A partir del año 1996 el carnaval seguía perfeccionándose en calidad, las murgas
se pasaron al polideportivo donde la ocupación seria mayor ya que el aforo mas o
menos rondaba sobre los 2000 personas, seguido creciendo no sin dificultad, puesto que hoy en día puesto que hoy tienen
todos los pueblos de las cercanías su propio carnaval.
"Los
desfiles de carnaval"
Los desfiles organizados de carnaval son relativamente
recientes. En este sentido, fue en 1982 cuando comenzaron a desarrollarse de
manera oficial.
Desde aquella fecha, el popular desfile ha tenido dos jornadas de protagonismo,
el viernes de carnaval dedicado a los niños y el llamado "día grande", para
todos los públicos.
En aquella ocasión inicial, tanto en uno como en otro desfile, se contabilizaron
varios miles de comparsas que, luciendo los atuendos más variados, realizaron un
recorrido por las calles céntricas de la localidad, desde la de Manzaneado a la
plaza del Peralvillo.
Desde 1.985, en que la fiesta fue considerada en su conjunto como de interés
turístico nacional, esta puesta en escena se ha ido haciendo cada vez más densa
en cuanto a número de participantes y espectacularidad. Año tras año los
visitantes vinieron en mayor número, primero para ver, en sucesivas ocasiones a
participar, las plazas hoteleras se cubrieron al cien por cien y se tuvieron que
habilitar nuevas áreas de aparcamiento.
En aquellas circunstancias, llegado el carnaval de 1.988 se hizo necesario
cambiar el céntrico circuito por donde tradicionalmente discurría el desfile y,
a partir de entonces, se ha realizado en la avenida de Carrero Blanco - Pasaje.

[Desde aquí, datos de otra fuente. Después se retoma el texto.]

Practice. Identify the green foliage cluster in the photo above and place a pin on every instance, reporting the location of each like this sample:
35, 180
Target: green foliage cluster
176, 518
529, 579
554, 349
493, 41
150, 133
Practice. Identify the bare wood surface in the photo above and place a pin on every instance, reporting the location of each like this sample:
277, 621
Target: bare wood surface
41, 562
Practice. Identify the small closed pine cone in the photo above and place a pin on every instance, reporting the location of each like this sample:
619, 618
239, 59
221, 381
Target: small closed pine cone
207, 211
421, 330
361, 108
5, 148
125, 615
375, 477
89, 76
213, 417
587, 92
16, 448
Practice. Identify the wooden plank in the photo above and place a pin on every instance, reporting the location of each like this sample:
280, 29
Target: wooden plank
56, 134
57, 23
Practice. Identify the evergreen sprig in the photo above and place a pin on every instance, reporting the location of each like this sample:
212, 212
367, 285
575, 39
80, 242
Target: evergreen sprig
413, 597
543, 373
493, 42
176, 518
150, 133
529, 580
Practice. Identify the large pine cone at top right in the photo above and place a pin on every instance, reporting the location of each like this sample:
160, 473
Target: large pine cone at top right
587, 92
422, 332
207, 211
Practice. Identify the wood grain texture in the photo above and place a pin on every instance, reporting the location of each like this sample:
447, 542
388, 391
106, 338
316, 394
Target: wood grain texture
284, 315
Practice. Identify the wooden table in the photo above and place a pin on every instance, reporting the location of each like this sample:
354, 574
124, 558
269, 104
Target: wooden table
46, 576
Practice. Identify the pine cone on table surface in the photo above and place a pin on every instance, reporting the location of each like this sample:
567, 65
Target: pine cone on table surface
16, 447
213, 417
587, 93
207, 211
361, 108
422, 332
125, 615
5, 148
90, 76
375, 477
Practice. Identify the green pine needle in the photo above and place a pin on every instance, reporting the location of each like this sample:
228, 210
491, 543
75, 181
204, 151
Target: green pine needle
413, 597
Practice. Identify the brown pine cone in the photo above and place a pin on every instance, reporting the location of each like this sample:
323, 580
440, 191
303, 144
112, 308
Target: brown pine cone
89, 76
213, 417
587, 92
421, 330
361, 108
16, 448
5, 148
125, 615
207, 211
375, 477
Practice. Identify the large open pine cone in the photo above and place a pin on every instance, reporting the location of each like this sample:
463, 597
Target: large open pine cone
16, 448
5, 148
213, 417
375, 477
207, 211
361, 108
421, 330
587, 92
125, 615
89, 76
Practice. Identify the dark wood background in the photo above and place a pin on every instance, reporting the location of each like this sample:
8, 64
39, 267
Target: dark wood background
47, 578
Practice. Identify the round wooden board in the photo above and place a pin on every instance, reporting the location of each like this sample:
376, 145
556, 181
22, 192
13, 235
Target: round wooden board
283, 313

No obstante, el desfile de disfraces ha mantenido sus características a lo largo
de todo este tiempo. La exhibición de los modelos, al compás de ritmos
calientes, ha constituido el fundamento básico del mismo.
Sin embargo, en la celebración de 1.995 se plantearon las premisas para la
transformación de aquellas inamovibles condiciones, al acordar las diferentes
agrupaciones el inicio de un etapa en la que se otorgaría un premio al mejor
traje.
En aquella ocasión, sino el desfile, el concurso tuvo que ser suspendido porque
las inclemencias climatológicas, que en aquel año fueron especialmente adversas,
desluciendo la puesta en escena de las diferentes agrupaciones participantes.